Designed for young readers, the story is really easy to follow with its repetitive sentence structure and large set type (New Century Schoolbook). The composition is also really easy to follow, each scene devoid of any background or excessive detail, just a couple of animals standing around. The illustrations are created with Chinese ink and then cleaned up digitally. I love, love, LOVE the colouration and the subtle textures created by the ink. Illustrated on soft creamy paper, I Want My Hat Back cleverly uses colours to format the sentence structure; all the text in black is spoken by bear, and all the other text corresponds with the colour of the animal, i.e. turtle’s lines are all green. Klassen intentionally kept everything subtle, choosing not to draw an angry bear (which would have been cliché) but instead his muted colour palette shifts to an angry red and he capitalizes the text. Don’t be fooled by its understated appearance; I Want My Hat Back is full of subtle design choices that reflect sophistication.

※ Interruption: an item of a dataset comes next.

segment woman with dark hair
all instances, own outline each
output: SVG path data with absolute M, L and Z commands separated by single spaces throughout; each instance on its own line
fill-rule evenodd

I Want My Hat Back,a children’s book review by Thao Lam
A fellow Canadian, Jon Klassen was born in Winnipeg, Manitoba in 1981 and grew up in Niagara Fall, Ontario. He studied animation at Sheridan College (I graduated from Sheridan’s illustration program – with so much in common I can’t see why we can’t be best friends). Upon graduation he moved to Los Angeles to work some very impressive animation projects; Neil Gaiman’s Coraline and Kung Fu Panda. He was also the art director for U2’s animated video for I’ll Go Crazy If I Don’t Go Crazy Tonight.